SOBRE OS MEIOS DA PRESERVAÇÃO DA PUREZA
Dissemos que esta virtude é de grande valor aos olhos de Deus; mas também devemos afirmar que são muitos os inimigos que se esforçam para tirá-lo de nós. Poderíamos até dizer que quase tudo ao nosso redor está conspirando para roubá-la de nós. O diabo é um dos inimigos mais temíveis; vivendo no meio do fedor dos vícios impuros e sabendo que não há pecado que ultraje tanto a Deus, e também sabendo como a alma pura é agradável a Deus, ele arma toda espécie de ciladas para nos arrebatar esta virtude. Por sua vez, o mundo, que só busca seus dons e prazeres, também trabalha para nos fazer perdê-la, muitas vezes sob o disfarce da amizade. Mas podemos afirmar que o inimigo mais cruel e perigoso somos nós mesmos, isto é, a nossa carne que, uma vez estragada e corrompida pelo pecado de Adão, furiosamente nos induz à corrupção. Se não estivermos constantemente alertas, ela nos queima de imediato e nos devora com suas chamas impuras.

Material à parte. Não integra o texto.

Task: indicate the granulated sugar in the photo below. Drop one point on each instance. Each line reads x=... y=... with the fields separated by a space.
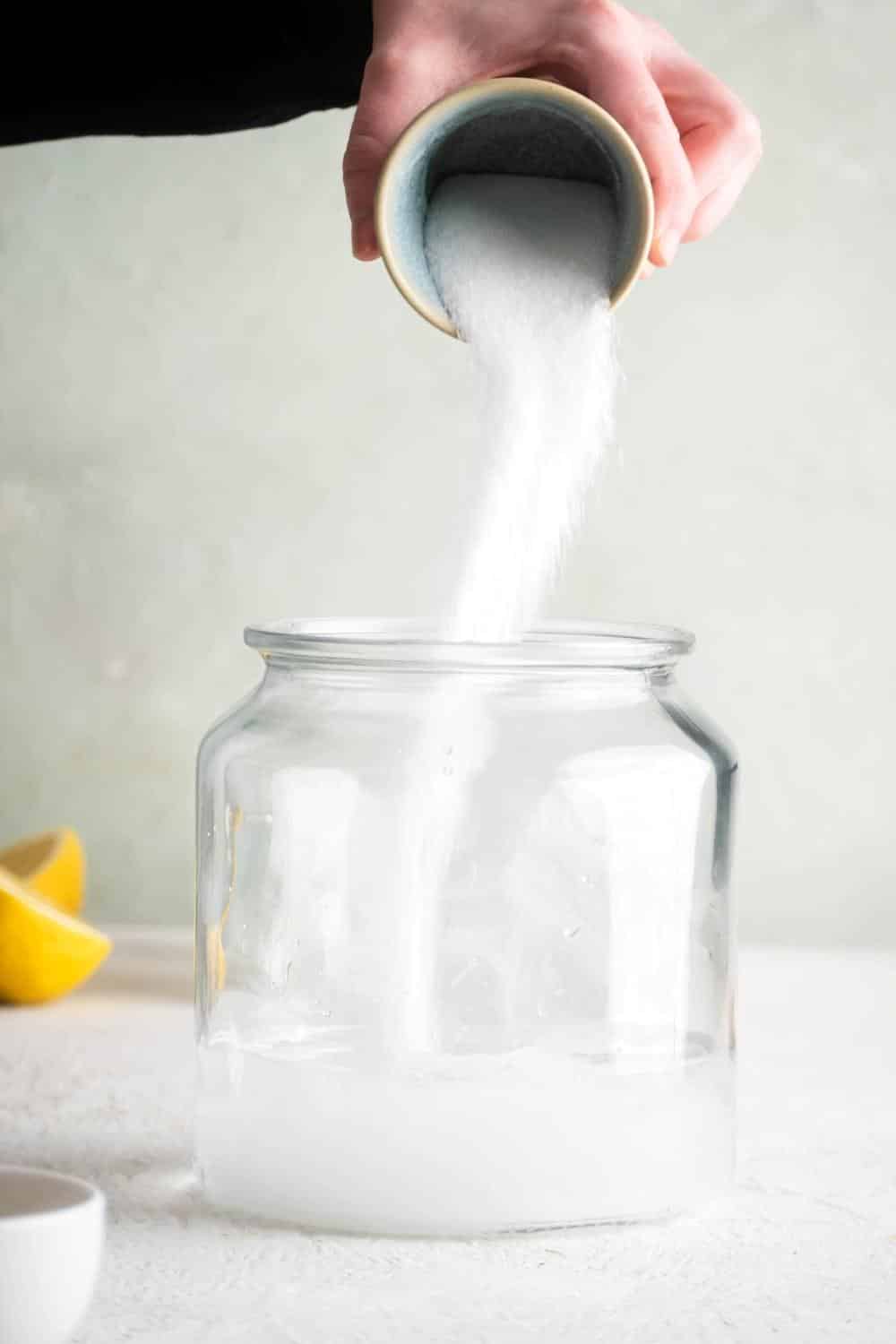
x=524 y=269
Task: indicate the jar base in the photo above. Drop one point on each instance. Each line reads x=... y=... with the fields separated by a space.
x=469 y=1147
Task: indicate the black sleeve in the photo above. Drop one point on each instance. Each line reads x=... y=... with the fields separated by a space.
x=97 y=80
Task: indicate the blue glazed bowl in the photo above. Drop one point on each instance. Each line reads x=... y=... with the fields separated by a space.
x=527 y=126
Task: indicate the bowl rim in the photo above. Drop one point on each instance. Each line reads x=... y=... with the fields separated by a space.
x=482 y=89
x=82 y=1195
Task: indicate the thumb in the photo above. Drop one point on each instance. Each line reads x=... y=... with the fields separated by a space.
x=394 y=90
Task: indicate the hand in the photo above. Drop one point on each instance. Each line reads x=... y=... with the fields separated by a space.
x=699 y=142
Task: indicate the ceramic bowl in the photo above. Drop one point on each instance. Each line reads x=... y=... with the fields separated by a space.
x=51 y=1233
x=528 y=126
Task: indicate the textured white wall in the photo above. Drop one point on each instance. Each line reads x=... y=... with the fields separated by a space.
x=211 y=413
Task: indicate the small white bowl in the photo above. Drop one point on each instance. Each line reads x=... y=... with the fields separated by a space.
x=51 y=1234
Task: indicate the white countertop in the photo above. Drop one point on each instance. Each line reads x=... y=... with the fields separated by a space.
x=101 y=1085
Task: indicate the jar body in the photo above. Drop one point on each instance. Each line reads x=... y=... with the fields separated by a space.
x=463 y=949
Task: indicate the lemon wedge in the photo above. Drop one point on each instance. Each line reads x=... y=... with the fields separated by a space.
x=51 y=865
x=43 y=952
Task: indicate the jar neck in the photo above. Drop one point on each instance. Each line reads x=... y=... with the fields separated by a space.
x=285 y=675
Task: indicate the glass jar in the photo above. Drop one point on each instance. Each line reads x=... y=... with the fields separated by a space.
x=463 y=941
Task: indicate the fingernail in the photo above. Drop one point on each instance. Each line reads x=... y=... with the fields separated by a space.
x=667 y=247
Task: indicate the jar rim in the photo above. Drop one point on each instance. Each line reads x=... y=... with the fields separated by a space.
x=408 y=642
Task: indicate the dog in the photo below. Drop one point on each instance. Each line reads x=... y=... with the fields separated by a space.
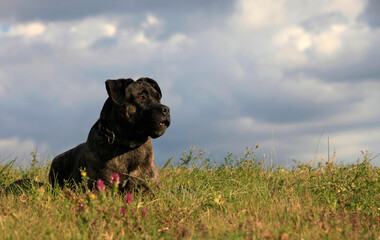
x=120 y=140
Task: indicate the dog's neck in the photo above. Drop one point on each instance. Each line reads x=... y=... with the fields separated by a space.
x=117 y=139
x=110 y=128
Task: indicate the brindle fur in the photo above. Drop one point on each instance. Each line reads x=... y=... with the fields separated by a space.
x=134 y=122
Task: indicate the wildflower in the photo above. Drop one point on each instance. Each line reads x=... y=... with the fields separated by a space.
x=115 y=179
x=94 y=222
x=123 y=210
x=100 y=185
x=129 y=198
x=143 y=212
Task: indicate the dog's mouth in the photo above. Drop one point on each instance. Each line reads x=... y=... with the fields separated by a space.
x=164 y=123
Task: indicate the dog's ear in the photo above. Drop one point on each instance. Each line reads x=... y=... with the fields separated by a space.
x=116 y=89
x=153 y=83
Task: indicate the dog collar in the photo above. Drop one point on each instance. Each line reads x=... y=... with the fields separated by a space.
x=109 y=134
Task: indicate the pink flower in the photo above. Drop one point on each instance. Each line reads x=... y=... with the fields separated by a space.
x=115 y=179
x=123 y=210
x=128 y=198
x=143 y=212
x=94 y=222
x=100 y=185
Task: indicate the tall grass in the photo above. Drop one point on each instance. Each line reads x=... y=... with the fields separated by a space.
x=199 y=199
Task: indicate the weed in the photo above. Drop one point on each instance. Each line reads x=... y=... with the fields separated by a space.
x=199 y=199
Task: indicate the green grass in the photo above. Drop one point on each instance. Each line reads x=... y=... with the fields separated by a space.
x=239 y=199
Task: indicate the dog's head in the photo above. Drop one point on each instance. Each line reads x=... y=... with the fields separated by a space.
x=138 y=106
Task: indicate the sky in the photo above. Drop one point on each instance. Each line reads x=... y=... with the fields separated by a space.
x=299 y=78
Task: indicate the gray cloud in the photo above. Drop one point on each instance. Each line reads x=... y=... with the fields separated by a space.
x=371 y=13
x=220 y=73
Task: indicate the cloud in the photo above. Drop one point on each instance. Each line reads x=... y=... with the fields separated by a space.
x=371 y=13
x=15 y=148
x=26 y=30
x=259 y=14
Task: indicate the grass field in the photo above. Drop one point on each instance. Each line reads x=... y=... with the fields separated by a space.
x=239 y=199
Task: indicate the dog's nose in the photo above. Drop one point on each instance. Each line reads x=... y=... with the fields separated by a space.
x=165 y=110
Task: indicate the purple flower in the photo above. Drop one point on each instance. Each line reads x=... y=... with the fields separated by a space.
x=100 y=185
x=115 y=179
x=94 y=222
x=143 y=212
x=123 y=210
x=128 y=198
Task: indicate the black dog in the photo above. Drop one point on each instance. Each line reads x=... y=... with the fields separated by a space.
x=120 y=141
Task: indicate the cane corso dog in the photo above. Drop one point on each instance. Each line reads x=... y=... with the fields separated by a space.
x=120 y=141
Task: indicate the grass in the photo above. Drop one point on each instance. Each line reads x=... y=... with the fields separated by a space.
x=239 y=199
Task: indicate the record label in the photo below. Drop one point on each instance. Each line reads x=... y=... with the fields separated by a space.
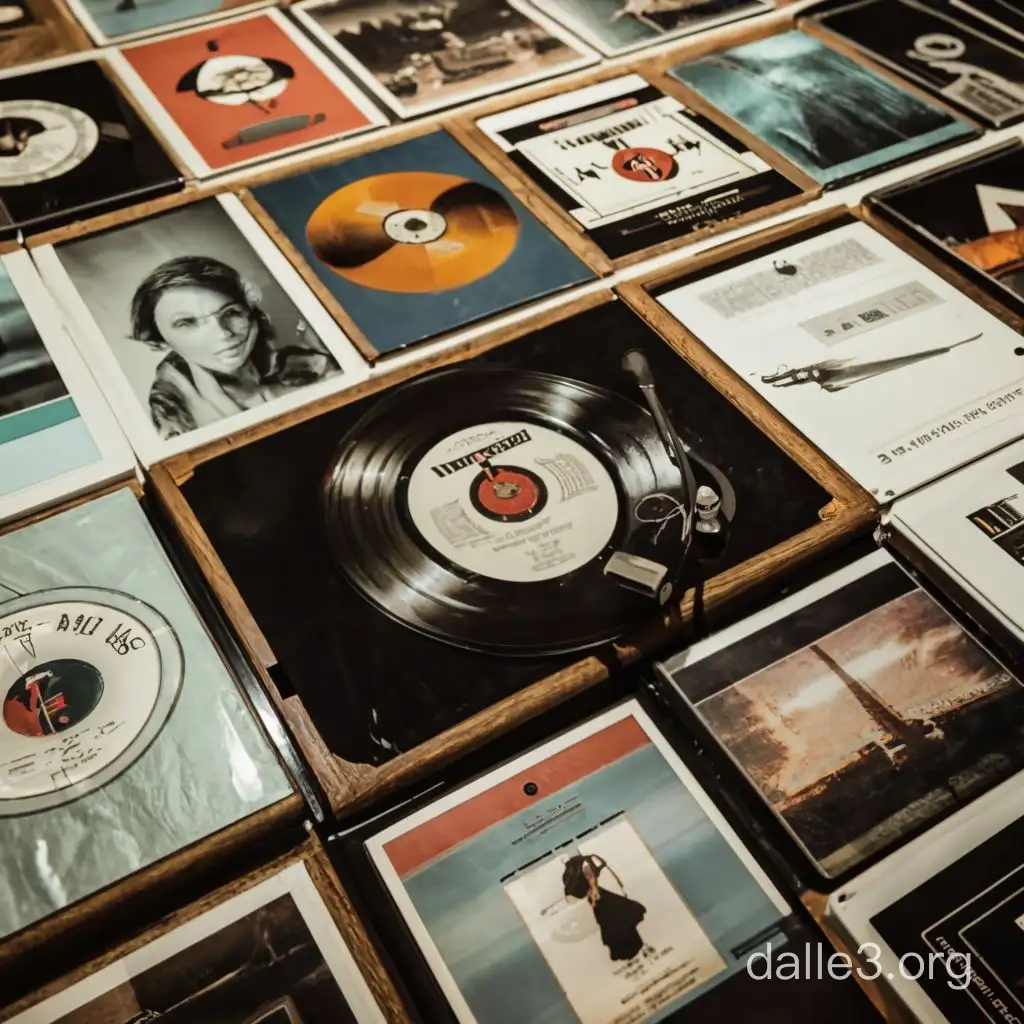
x=40 y=140
x=513 y=501
x=84 y=684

'Mas - você me dirá - 'já que é muito difícil preservar uma virtude tão preciosa aos olhos de Deus, o que devemos fazer?' Vejamos aqui os meios de preservá-la. A primeira é exercer grande vigilância sobre os nossos olhos, nossos pensamentos, nossas palavras e nossas ações; o segundo, recorrer à oração; o terceiro, frequentar dignamente os sacramentos; o quarto, fugir de tudo que possa nos induzir ao mal; o quinto, ser muito devoto da Santíssima Virgem. Observando tudo isso, apesar dos esforços de nossos inimigos e apesar da fragilidade dessa virtude, teremos a segurança de preservá-la.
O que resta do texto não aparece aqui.